„Ja, zwykły, szary człowiek, taki jak wy, wzywam was wszystkich – nie czekajcie dłużej. Trzeba zmienić tę władzę jak najszybciej, zanim doszczętnie zniszczy nasz kraj; zanim całkowicie pozbawi nas wolności”. – Piotr Szczęsny, "szary człowiek" (19.10.2017)
Funkcje ustawodawcze i wykonawcze przejmuje wódz, który łączy różnorakie stanowiska znane z państw demokratycznych: prezydenta, premiera, zwierzchnika sił zbrojnych oraz głównodowodzącego. Władzę tę sprawuje nie bezpośrednio, ale przez swoich przedstawicieli. W ten sam sposób podlega mu szeroki aparat policyjno-kontrolny i propagandowy. W państwie wszystkie stanowiska, zarówno te najniższego, jak i najwyższego szczebla, obsadzane są członkami zaplecza politycznego wodza, czyli jedynej partii sprawującej władzę.

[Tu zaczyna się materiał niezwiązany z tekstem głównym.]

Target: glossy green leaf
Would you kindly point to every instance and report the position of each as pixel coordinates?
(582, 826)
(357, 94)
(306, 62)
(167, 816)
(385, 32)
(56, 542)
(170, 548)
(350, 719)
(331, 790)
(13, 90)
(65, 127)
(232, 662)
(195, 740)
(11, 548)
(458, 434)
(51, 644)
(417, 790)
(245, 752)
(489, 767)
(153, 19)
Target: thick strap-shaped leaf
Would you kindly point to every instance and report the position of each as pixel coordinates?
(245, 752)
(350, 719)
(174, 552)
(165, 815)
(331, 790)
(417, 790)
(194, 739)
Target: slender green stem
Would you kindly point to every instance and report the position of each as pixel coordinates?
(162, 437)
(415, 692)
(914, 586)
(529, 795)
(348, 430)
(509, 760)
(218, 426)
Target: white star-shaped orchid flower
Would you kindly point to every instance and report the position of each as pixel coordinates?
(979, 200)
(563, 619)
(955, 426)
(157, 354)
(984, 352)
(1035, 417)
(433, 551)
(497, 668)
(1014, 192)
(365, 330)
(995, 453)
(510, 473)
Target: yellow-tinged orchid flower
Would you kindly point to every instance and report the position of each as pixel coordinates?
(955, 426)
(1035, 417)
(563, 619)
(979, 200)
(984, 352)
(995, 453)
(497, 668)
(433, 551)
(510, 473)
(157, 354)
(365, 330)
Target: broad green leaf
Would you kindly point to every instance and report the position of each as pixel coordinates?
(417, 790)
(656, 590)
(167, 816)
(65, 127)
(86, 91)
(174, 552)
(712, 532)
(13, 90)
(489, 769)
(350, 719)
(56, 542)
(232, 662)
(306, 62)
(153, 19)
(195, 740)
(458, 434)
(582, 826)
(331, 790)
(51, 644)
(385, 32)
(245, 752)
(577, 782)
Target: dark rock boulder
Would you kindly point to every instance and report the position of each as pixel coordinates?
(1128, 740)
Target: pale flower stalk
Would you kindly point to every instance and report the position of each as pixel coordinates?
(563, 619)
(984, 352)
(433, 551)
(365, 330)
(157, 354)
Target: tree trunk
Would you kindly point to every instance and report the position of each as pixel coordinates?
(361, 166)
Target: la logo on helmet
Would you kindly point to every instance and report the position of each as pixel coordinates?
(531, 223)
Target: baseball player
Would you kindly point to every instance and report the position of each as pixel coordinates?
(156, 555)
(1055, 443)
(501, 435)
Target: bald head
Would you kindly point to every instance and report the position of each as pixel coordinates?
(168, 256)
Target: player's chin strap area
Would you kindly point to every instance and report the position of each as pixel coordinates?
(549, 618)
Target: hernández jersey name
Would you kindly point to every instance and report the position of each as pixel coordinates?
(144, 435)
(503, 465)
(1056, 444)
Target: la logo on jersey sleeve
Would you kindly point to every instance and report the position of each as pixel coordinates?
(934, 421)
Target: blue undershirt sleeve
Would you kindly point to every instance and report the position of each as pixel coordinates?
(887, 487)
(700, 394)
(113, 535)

Nie mam wyjścia i moje werble grają dalej…
19 listopada 2016 roku, w Łagiewnikach uroczystość intronizacji Jezusa na Króla Polski…
Udział w uroczystości wziął sam prezydent Andrzej Duda i premier rządu Beata Szydło. Tak wygląda notatka prasowa. Warto zaznaczyć, że Episkopat w marcu 2008 roku twierdził, że ogłaszanie Chrystusa Królem Polski jest „niewłaściwe i niepotrzebne”, a w 2012 r. uważali jeszcze, że „nie trzeba Chrystusa ogłaszać Królem, wprowadzać Go na tron”. Ale potem biskupi zmienili zdanie.
To ukoronowanie związków rządu i kościoła, które nie zasadzają się na wierze, miłości, czy nienawiści, ale współzależności i swoistego rządu dusz. Taki specyficzny mariaż tronu i ołtarza.
O co w nim chodzi?
Przypomniało mi się zdanie, jakie swego czasu wypowiedział Benito Mussolini. Wypowiedział je w momencie tworzenia państwa faszystowskiego: „państwo faszystowskie, najwyższa i najpotężniejsza forma osobowości, jest siłą, ale siłą duchową”. Myślę, że to o tę „siłę duchową” chodzi.
Związki Kościoła z faszyzmem niezwykle wprost opisuje w swojej pracy „Papież i Mussolini” David Kertzer, a kluczową w niej sprawą jest współzależność i rząd dusz. Mimo różnic Pius XI i Benito Musollini mieli cechy wspólne: obaj domagali się bezwarunkowego posłuszeństwa i wywoływali u swoich podwładnych strach. Dygresja, ale dająca wiele do myślenia, kiedy nałożymy tamtą sytuację na tę dziejącą się teraz w Polsce, oczywiście uwzględniając wszelkie różnice.
Wróćmy do teraźniejszości. Komentatorzy często porównują to, co się teraz dzieje, do powrotu do czasów sprzed roku 1989. Mam odmienne zdanie. To nie jest powrót, a tworzenie państwa, które będzie szło „trzecią drogą”. Drogą idącą w opozycji do liberalnej demokracji.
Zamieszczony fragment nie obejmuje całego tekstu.